The original use of the phrase belonged to grandmas, gardeners, and people who still know how to cook and where food comes from. In that world, “food is medicine” meant something simple and grounded. A piece of meat and some vegetables—and fruit when it was in season—was just a regular meal. And then there were the special things you made when someone didn’t feel well: mixtures built from botanicals, herbs, fruits, nuts, grasses, roots, seeds, and whatever the land offered that season. Things pulled straight from soil and pantry because they carried function, flavor, and a purpose. That usage was peaceful, instinctive, and honest.

Then came the influencers, using the same phrase while holding something powdered, flavored, and algorithm-optimized. “Food is medicine” became a caption under a neon shake that tastes like peach sorbet and contains a clinically irrelevant amount of plant dust. They didn’t inherit the meaning—they inherited the hashtag. And hashtags don’t carry wisdom; they carry trend cycles.

Then comes the USDA, NIH, and hospital systems, who use both phrases—but in different ways. “Food Is Medicine” is their broad, public-facing concept, the umbrella idea that nutrition is foundational for health. “Food As Medicine”—capital As—is the technical term for the clinical, billing-coded interventions:

produce prescriptions,

medically tailored meals,

medically tailored groceries.

This version has insurance pathways, reimbursement logic, metrics, screenings, and outcome evaluations. It isn’t a belief system. It’s a healthcare program.

So we end up with two phrases—Food Is Medicine and Food As Medicine—that sound almost identical but function in totally different worlds. And both of them, at their best, once pointed to something we still have right now: real plants growing from real soil, carrying real chemistry that does real things in the human body. Not ancient in the sense of “long ago,” but ancient in the sense of continuity—still alive, still growing, still here.

Once a phrase becomes universal, though, it becomes meaningless.

That’s what’s happening now.

A wellness word printed on plastic.

“Natural” stamped on a bag of potato chips.

“Immune-supporting” slapped on anything that wants to look virtuous.

Marketing fog replacing actual meaning.

It’s Peacekeepers in 1984.

It’s “community” in Big Tech.

And on the Idiocracy side, it’s the fictional Electrolyte Drink Brawndo—marketed so aggressively that the entire population believes “it’s got what plants crave.”

In the film, they irrigate crops with the Electrolyte Drink Brawndo instead of water because advertising has replaced knowledge.
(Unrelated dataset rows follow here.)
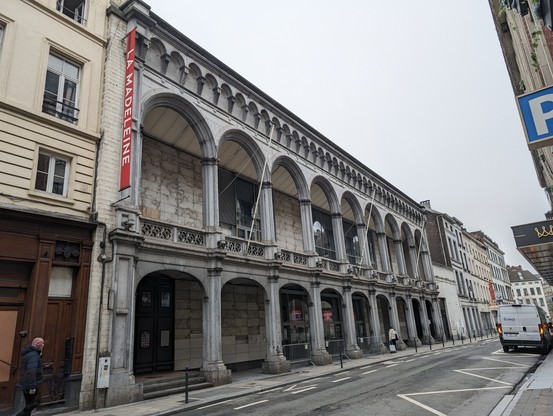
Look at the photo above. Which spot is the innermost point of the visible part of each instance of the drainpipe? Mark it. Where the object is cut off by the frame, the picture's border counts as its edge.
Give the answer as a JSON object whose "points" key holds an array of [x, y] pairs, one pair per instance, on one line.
{"points": [[102, 258]]}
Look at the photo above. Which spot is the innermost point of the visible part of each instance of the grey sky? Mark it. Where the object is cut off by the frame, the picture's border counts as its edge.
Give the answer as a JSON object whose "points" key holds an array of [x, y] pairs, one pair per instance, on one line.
{"points": [[418, 91]]}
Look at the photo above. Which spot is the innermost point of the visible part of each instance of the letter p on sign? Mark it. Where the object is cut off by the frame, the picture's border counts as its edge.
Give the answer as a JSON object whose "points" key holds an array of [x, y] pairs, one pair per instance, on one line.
{"points": [[536, 112]]}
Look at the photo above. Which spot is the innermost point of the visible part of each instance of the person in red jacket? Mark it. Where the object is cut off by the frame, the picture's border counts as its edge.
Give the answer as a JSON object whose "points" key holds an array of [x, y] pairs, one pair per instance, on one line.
{"points": [[31, 375]]}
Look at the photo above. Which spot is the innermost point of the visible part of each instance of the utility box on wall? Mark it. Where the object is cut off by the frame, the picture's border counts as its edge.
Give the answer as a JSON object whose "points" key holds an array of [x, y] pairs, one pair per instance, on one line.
{"points": [[103, 372]]}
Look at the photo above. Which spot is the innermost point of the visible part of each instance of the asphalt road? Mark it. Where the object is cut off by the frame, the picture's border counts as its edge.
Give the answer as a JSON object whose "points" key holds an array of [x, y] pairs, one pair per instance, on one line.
{"points": [[467, 380]]}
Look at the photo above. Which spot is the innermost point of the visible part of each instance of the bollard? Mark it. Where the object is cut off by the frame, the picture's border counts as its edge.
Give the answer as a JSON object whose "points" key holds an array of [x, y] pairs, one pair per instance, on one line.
{"points": [[186, 385]]}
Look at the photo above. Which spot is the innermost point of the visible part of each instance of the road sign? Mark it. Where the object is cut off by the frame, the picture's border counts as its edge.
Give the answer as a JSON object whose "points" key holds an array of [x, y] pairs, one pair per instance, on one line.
{"points": [[536, 112]]}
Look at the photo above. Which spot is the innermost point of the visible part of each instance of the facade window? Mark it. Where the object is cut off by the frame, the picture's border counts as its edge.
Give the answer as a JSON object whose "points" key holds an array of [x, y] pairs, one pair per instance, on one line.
{"points": [[52, 174], [74, 9], [61, 89], [324, 234], [237, 198]]}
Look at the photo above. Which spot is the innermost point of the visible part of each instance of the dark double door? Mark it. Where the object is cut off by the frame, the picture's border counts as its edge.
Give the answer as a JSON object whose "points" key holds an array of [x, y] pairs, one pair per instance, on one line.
{"points": [[154, 329]]}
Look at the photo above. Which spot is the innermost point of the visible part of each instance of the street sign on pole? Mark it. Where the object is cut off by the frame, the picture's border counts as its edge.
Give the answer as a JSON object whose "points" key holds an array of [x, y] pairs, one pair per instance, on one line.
{"points": [[536, 112]]}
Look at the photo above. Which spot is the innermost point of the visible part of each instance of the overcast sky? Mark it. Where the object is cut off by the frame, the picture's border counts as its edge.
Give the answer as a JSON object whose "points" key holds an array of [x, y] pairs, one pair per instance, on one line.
{"points": [[417, 91]]}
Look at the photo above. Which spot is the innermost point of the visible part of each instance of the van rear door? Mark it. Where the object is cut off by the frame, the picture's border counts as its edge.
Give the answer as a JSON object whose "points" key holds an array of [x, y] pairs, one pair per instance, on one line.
{"points": [[520, 324]]}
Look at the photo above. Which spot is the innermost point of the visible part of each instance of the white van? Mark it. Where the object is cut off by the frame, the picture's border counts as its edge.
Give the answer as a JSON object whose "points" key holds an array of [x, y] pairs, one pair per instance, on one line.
{"points": [[523, 326]]}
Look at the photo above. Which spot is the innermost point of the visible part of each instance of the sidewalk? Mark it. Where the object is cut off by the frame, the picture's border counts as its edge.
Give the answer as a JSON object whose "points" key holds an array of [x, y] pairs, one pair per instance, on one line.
{"points": [[534, 398]]}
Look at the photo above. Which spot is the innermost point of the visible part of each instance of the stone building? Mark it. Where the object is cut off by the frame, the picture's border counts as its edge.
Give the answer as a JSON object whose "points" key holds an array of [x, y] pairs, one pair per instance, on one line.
{"points": [[528, 288], [237, 236], [51, 57], [502, 291], [481, 281]]}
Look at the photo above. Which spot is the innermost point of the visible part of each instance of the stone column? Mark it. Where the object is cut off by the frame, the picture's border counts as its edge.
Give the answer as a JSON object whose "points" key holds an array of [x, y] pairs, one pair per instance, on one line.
{"points": [[319, 354], [402, 269], [413, 259], [338, 228], [427, 266], [275, 362], [210, 207], [394, 321], [427, 336], [384, 255], [307, 226], [436, 316], [411, 324], [352, 349], [363, 245], [213, 368], [377, 344], [267, 214]]}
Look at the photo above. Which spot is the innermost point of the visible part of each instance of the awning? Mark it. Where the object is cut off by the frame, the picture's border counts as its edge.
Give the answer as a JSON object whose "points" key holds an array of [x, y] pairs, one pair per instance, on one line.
{"points": [[535, 242]]}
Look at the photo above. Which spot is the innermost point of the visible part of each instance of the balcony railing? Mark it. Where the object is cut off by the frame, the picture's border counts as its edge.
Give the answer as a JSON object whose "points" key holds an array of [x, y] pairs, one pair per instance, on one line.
{"points": [[171, 233]]}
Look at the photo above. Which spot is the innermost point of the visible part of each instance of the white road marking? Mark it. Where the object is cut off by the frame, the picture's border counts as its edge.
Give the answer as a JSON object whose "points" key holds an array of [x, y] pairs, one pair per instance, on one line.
{"points": [[269, 391], [456, 391], [214, 404], [370, 371], [310, 380], [251, 404], [421, 405], [485, 378], [504, 361], [293, 389], [341, 379], [305, 389]]}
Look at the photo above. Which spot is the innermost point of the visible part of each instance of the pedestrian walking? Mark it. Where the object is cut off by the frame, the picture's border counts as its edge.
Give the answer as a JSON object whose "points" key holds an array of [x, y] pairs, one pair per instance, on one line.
{"points": [[392, 338], [31, 376]]}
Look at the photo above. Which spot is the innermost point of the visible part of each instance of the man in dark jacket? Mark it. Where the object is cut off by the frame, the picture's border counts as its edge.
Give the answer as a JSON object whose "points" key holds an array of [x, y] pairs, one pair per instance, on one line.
{"points": [[31, 372]]}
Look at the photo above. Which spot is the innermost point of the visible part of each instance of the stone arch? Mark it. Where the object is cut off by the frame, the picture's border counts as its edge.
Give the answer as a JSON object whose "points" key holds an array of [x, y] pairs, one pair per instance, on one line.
{"points": [[329, 192], [296, 173], [250, 146], [188, 111], [243, 321], [212, 89]]}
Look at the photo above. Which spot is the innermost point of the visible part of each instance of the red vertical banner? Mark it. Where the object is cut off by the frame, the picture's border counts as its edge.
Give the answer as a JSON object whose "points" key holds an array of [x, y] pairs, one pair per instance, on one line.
{"points": [[492, 294], [125, 175]]}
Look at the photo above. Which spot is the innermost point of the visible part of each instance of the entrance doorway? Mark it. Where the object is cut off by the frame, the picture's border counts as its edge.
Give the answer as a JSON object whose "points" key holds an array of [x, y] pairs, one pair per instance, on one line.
{"points": [[154, 325]]}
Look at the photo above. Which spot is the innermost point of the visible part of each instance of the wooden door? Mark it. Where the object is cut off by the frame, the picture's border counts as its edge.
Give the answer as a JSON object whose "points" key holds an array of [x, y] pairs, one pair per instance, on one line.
{"points": [[154, 325], [11, 317]]}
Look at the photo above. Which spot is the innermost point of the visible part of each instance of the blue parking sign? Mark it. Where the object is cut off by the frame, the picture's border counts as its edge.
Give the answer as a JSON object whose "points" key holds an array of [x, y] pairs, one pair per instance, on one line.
{"points": [[536, 112]]}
Marketing departments tell us what truth is. The soil dies. The crops fail. The land collapses into a dust bowl. That’s what linguistic drift does: it hollows meaning until the absurd becomes normal.

“Food is medicine” used to mean:

eat real plants,

respect soil,

trust the chemistry that grows in the field,

trust the phytonutrients that come from this earth,

food keeps you alive and makes you whole.

Now it means turmeric dust on junk food.

Or a wellness word added so a product can sell for $3 more.

This hollowed-out category is not a comfortable place for real food to sit.

The old category, where LionBerry sits—the one before wellness gloss, before powdered fantasy, before language drift washed the meaning out of the words—still exists. But sitting there is not accidental. People tell me all the time to cheapen it, powder it, plastic-bottle it, isolate it, dilute it, lab-flavor it, margin-boost it, and make it “scalable” by stripping out the thing that makes it real.

I don’t do it.

Not because it’s easy.

But because sometimes the right thing to do is always the hardest thing to do.

LionBerry sits in the old category because I fight for it to sit there.

Real plants.

Real chemistry.

Real soil.

Real function.

Zero powdered fantasy.

LionBerry is exactly what it says it is: a farm-crafted drink made out of actual food.

When I say “the phrase doesn’t need to be fixed,” I mean the phrase “food is medicine.”

We don’t need to invent a new set of buzzwords or rescue the old ones from misuse.

We don’t need to rebuild or replace the language itself.

What needs to change is this:

start making products that mean what the words used to mean.